I left Charleston on the 30th of March, in one of the steamers which ply between that city and Savannah. These steamers are among the very best that float—quiet, commodious, clean, fresh as if just built, and furnished with civil and ready-handed waiters. We passed along the narrow and winding channels which divide the broad islands of South Carolina from the main-land—islands famed for the rice culture, and particularly for the excellent cotton with long fibres, named the sea-island cotton. Our fellow-passengers were mostly planters of these islands, and their families, persons of remarkably courteous, frank, and agreeable manners. The shores on either side had little of the picturesque to show us. Extensive marshes waving with coarse water-grass, sometimes a cane-brake, sometimes a pine grove or a clump of cabbage-leaved palmettoes; here and there a pleasant bank bordered with live-oaks streaming with moss, and at wide intervals the distant habitation of a planter—these were the elements of the scenery. The next morning early we were passing up the Savannah river, and the city was in sight, standing among its trees on a high bank of the stream.
Savannah is beautifully laid out; its broad streets are thickly planted with the Pride of India, and its frequent open squares shaded with trees of various kinds. Oglethorpe seems to have understood how a city should be built in a warm climate, and the people of the place are fond of reminding the stranger that the original plan of the founder has never been departed from. The town, so charmingly embowered, reminded me of New Haven, though the variety of trees is greater.

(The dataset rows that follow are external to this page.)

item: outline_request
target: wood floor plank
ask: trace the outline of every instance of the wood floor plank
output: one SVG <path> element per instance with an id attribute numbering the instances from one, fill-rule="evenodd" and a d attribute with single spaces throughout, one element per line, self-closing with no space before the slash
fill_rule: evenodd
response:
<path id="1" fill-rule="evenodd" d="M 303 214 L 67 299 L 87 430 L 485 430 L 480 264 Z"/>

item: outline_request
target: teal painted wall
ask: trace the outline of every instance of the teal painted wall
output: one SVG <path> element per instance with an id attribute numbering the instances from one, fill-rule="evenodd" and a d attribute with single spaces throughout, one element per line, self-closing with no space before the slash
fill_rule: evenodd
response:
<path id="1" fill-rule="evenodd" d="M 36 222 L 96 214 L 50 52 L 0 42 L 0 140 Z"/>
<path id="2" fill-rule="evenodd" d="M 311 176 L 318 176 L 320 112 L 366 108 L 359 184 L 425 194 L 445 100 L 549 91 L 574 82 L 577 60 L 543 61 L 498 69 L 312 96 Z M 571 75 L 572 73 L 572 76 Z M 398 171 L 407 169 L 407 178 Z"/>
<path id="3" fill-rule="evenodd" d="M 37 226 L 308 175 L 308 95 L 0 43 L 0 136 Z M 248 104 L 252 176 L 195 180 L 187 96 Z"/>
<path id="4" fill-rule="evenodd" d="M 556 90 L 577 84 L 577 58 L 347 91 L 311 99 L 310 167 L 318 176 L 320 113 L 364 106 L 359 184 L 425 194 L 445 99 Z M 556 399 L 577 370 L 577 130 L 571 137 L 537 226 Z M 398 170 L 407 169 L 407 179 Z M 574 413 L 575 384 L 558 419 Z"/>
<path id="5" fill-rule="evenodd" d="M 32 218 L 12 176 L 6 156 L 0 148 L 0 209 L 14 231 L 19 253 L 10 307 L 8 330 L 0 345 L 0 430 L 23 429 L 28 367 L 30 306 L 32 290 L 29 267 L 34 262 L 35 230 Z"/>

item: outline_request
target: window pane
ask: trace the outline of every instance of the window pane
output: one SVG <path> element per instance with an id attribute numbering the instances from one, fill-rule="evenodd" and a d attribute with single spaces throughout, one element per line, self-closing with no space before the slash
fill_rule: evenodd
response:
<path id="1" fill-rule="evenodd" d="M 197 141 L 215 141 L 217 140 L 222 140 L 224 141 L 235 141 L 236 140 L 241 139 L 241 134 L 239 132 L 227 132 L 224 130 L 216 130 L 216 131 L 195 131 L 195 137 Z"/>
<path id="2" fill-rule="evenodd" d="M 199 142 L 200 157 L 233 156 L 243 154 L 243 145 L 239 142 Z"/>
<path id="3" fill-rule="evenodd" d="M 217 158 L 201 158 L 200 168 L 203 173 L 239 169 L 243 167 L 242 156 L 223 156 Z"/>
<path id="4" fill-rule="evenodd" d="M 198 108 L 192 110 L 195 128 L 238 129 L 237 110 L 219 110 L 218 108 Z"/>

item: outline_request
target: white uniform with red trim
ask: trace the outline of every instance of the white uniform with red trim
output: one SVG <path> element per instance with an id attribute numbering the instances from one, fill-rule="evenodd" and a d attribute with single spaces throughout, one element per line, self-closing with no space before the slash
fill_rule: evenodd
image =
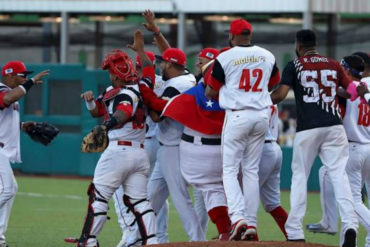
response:
<path id="1" fill-rule="evenodd" d="M 0 83 L 0 244 L 5 243 L 10 211 L 18 185 L 10 163 L 20 163 L 19 104 L 5 106 L 3 97 L 11 88 Z"/>
<path id="2" fill-rule="evenodd" d="M 213 67 L 212 77 L 224 83 L 219 92 L 220 106 L 226 110 L 223 182 L 232 224 L 245 219 L 248 226 L 257 226 L 258 167 L 272 104 L 268 85 L 275 68 L 271 52 L 253 45 L 221 53 Z M 243 193 L 237 179 L 240 166 Z"/>
<path id="3" fill-rule="evenodd" d="M 163 93 L 164 82 L 162 77 L 156 75 L 154 92 L 159 96 Z M 147 132 L 145 135 L 144 148 L 148 154 L 150 163 L 150 173 L 154 169 L 154 165 L 157 160 L 157 151 L 159 148 L 159 142 L 156 138 L 157 124 L 153 122 L 150 117 L 146 118 Z M 137 225 L 130 227 L 130 223 L 135 219 L 132 213 L 127 213 L 127 207 L 121 200 L 124 195 L 123 187 L 120 186 L 116 192 L 114 192 L 114 208 L 116 210 L 118 223 L 121 226 L 123 236 L 119 246 L 128 245 L 134 243 L 137 240 Z M 168 242 L 168 202 L 163 206 L 157 215 L 157 238 L 159 243 Z"/>
<path id="4" fill-rule="evenodd" d="M 106 106 L 106 113 L 110 116 L 119 105 L 131 105 L 133 117 L 137 111 L 139 98 L 128 88 L 139 92 L 137 85 L 127 85 L 119 92 L 113 87 L 108 87 L 103 97 L 98 101 Z M 115 93 L 113 93 L 116 91 Z M 109 145 L 101 155 L 95 168 L 93 183 L 98 195 L 109 201 L 119 186 L 123 186 L 124 194 L 130 198 L 136 213 L 142 214 L 142 230 L 147 236 L 156 233 L 156 221 L 147 198 L 147 179 L 149 174 L 149 160 L 144 150 L 145 124 L 137 125 L 128 121 L 122 127 L 112 129 L 108 132 Z M 123 200 L 123 198 L 119 198 Z M 143 200 L 143 201 L 141 201 Z M 135 205 L 135 202 L 140 203 Z M 94 213 L 107 212 L 108 204 L 101 201 L 92 203 Z M 106 220 L 106 215 L 95 216 L 90 235 L 97 236 Z M 139 226 L 140 228 L 140 226 Z M 141 237 L 141 236 L 140 236 Z M 139 237 L 139 238 L 140 238 Z M 96 239 L 89 238 L 86 246 L 96 246 Z M 147 239 L 146 244 L 156 244 L 157 238 Z"/>
<path id="5" fill-rule="evenodd" d="M 367 79 L 368 78 L 368 79 Z M 370 77 L 362 81 L 370 86 Z M 370 247 L 370 211 L 362 202 L 361 189 L 366 185 L 370 198 L 370 106 L 360 98 L 347 100 L 343 125 L 349 141 L 349 159 L 346 172 L 351 185 L 354 208 L 360 222 L 367 229 L 366 247 Z M 319 179 L 321 186 L 322 220 L 321 224 L 329 232 L 337 231 L 338 211 L 335 204 L 333 185 L 327 175 L 326 167 L 321 167 Z"/>

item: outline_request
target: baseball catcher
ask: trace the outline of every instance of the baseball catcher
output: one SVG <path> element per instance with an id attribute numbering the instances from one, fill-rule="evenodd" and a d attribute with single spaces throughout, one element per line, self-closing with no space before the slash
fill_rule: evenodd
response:
<path id="1" fill-rule="evenodd" d="M 133 45 L 143 61 L 144 77 L 154 78 L 154 66 L 144 52 L 142 33 L 135 33 Z M 107 220 L 108 203 L 122 185 L 121 200 L 135 216 L 142 245 L 158 243 L 155 214 L 147 200 L 149 160 L 144 150 L 145 115 L 138 83 L 141 81 L 130 57 L 121 50 L 109 53 L 102 64 L 112 85 L 98 98 L 91 91 L 82 94 L 91 116 L 104 116 L 83 140 L 83 152 L 101 152 L 90 184 L 87 213 L 79 238 L 65 241 L 78 247 L 98 247 L 97 237 Z M 151 81 L 151 79 L 149 79 Z M 109 144 L 108 144 L 109 139 Z M 124 164 L 124 165 L 122 165 Z"/>

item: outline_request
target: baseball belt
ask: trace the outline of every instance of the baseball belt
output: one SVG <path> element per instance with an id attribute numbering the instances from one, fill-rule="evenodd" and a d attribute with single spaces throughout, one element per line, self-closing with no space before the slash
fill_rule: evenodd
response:
<path id="1" fill-rule="evenodd" d="M 181 139 L 186 142 L 194 143 L 194 136 L 189 136 L 185 133 L 182 134 Z M 221 145 L 221 138 L 200 138 L 203 145 Z"/>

In my walks about the place I passed a large stuccoed building of a dull-yellow color, with broad arched windows, and a stately portico, on each side of which stood a stiff looking palmetto, as if keeping guard. The grim aspect of the building led me to ask what it was, and I was answered that it was "the old United States Bank," It was the building in which the Savannah branch of that bank transacted business, and is now shut up until the time shall come when that great institution shall be revived. Meantime I was pained to see that there exists so little reverence for its memory, and so little gratitude for its benefits, that the boys have taken to smashing the windows, so that those who have the care of the building have been obliged to cover them with plank. In another part of the city I was shown an African church, a neat, spacious wooden building, railed in, and kept in excellent order, with a piazza extending along its entire front. It is one of the four places of worship for the blacks of the town, and was built by negro workmen with materials purchased by the contributions of the whites.
South of the town extends an uninclosed space, on one side of which is a pleasant grove of pines, in the shade of which the members of a quoit-club practice their athletic sport. Here on a Saturday afternoon, for that is their stated time of assembling, I was introduced to some of the most distinguished citizens of Savannah, and witnessed the skill with which they threw the discus. No apprentices were they in the art; there was no striking far from the stake, no sending the discus rolling over the green; they heaped the quoits as snugly around the stakes as if the amusement had been their profession.